Showing what you can do in a potential role through your resume and other materials, is critical to being passed on to the next round. Not only does your resume want to say you want to be friends, but you want to be sure to showcase your key accomplishments throughout the hiring process.
Sounds simple enough, right?
Except many of my clients have a difficult time figuring out just what they have accomplished in previous roles. For most of us, we may easily recognize a few metric-driven examples: I increased sales by 25% in a three month period; I restructured a department to save $10k, and so on.
But two or three accomplishments doesn’t paint a very complete picture over time. Don’t worry – I know that you have more accomplishments just waiting to show itself. Here’s how you will find them.
What is a Key Accomplishment?
At its core, a key accomplishment showcases a specific skill and delivery that you utilized in a role. It’s showing the hiring manager what you have done.
But before I show you how to implement then, let’s talk about what key accomplishments are not:
- Your job description
- A list of things that you do on a daily basis in your role
- Actions or things that “everyone” can do
- Things that lack a “wow” factor
Key accomplishments are BIG. They are the actions, projects, milestones that take consistent work. Usually key accomplishments can be determined by your annual goals/milestones. They are things that are of high importance to your company and to the business. They are usually tied to improvement, efficiency, deliverables, or breakthroughs.

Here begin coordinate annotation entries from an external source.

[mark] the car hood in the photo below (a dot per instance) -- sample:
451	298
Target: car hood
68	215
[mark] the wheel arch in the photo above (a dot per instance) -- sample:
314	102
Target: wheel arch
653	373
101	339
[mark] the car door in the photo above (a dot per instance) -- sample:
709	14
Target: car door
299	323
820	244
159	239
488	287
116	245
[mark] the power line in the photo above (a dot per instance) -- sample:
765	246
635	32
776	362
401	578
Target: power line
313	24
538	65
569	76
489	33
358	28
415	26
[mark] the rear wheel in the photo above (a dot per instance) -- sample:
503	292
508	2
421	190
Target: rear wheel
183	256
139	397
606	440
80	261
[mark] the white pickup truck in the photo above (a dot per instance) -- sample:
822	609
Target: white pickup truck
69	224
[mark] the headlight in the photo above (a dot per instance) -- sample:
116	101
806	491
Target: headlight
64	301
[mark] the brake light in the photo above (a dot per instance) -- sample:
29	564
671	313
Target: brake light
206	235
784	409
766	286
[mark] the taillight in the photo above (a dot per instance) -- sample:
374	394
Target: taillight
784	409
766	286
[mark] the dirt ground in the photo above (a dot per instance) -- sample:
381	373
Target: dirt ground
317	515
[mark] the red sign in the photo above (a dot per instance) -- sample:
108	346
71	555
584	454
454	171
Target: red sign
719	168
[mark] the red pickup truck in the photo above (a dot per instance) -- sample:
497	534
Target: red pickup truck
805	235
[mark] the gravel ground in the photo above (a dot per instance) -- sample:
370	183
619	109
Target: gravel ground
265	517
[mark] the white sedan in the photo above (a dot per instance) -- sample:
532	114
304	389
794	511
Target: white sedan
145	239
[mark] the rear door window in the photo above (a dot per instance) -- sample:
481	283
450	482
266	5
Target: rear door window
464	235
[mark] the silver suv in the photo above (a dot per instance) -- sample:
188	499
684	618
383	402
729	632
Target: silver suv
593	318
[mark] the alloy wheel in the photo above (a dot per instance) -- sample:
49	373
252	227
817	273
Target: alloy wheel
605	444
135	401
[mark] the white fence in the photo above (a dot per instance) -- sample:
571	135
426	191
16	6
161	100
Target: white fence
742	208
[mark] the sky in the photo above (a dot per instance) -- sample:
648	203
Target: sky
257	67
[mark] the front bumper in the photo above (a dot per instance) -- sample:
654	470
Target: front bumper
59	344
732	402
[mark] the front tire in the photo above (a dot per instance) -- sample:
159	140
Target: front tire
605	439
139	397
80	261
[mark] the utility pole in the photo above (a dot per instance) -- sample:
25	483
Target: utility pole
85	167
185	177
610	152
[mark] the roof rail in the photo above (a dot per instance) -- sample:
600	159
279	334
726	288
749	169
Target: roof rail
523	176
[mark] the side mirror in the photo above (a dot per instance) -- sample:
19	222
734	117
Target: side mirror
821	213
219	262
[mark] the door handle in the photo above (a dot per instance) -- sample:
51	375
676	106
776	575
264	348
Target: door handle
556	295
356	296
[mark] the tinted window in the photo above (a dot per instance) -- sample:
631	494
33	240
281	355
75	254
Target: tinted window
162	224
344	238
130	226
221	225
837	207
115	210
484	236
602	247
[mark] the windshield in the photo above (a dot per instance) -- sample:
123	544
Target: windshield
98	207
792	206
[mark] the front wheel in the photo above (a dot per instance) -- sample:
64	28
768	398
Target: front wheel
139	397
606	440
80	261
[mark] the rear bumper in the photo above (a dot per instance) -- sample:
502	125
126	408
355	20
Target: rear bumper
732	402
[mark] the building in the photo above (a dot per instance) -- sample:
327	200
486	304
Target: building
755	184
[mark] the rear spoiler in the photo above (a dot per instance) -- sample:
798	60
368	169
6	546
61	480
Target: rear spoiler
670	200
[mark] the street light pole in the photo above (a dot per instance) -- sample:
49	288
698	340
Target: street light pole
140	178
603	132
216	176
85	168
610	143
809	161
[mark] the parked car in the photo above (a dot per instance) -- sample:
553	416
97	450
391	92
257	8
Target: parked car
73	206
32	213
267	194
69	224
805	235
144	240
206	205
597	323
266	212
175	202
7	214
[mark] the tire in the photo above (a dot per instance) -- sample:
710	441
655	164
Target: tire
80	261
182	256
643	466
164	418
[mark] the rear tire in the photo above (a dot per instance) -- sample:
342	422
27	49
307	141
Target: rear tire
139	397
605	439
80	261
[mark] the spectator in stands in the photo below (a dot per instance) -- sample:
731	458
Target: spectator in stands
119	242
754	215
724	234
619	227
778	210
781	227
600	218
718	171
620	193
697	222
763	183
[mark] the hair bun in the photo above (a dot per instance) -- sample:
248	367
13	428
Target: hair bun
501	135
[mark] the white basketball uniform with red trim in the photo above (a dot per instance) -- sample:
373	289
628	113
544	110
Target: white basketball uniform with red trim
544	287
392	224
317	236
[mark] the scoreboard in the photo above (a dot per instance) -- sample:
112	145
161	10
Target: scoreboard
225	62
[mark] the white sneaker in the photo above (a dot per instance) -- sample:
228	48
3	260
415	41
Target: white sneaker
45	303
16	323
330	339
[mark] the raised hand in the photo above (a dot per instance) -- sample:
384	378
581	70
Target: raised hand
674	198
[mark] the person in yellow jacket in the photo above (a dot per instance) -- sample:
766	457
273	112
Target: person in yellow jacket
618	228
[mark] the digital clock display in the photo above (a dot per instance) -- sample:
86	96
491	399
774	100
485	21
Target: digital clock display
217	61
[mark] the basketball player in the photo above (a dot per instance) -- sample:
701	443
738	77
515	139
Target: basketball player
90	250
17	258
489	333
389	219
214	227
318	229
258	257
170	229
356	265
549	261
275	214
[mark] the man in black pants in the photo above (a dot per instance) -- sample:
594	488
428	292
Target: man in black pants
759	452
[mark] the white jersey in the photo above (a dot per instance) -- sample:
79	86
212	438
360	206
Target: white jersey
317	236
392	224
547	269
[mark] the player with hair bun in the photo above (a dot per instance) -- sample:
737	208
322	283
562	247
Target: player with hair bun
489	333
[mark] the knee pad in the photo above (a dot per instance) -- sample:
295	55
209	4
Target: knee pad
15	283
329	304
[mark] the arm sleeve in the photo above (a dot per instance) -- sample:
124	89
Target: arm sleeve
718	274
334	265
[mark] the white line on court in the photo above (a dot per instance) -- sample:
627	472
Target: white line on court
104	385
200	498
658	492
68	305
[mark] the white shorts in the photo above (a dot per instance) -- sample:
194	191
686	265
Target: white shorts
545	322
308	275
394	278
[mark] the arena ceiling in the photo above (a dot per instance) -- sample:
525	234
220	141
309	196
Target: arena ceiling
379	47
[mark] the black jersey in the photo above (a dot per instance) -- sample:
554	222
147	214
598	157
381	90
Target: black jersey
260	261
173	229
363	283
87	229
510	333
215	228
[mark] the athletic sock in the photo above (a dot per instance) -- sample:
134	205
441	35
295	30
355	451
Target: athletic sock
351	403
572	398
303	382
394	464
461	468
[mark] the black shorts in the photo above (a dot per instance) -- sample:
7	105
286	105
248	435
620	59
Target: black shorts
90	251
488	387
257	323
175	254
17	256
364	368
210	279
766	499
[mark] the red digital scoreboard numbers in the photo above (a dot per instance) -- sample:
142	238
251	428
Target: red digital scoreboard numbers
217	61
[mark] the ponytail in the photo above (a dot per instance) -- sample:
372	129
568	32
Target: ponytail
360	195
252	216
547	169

They are the actions that you are known for in your job. It’s what your specialty is. It’s what makes you “irreplaceable.”
- Make a list of all of the things that you do in each role, that are not “everyday” things. Think outside of your job description – what do you do beyond answering the phone, responding to emails, or running a report?
- For each item, see if it passes the litmus test by answering:
- How did this impact the business?
- Was it well-received by my boss and management?
- Was this duty/activity/project important to my overall success and performance in my role?
- Turn it into a measurable statement. This is the tricky part, as not every accomplishment has a metric tied to it, but push yourself to get it there.
- Remember to answer the SO WHAT question – a measurable statement easily does this for you by showing where it was, to where it is today because of your work.
When all else fails, consider parts of your job that come very easily to you. What feels second nature to you, but others struggle with? What types of activities does the company depend on you to do or deliver? These are all components that make you uniquely qualified for positions – leverage it as much as possible on your resume materials.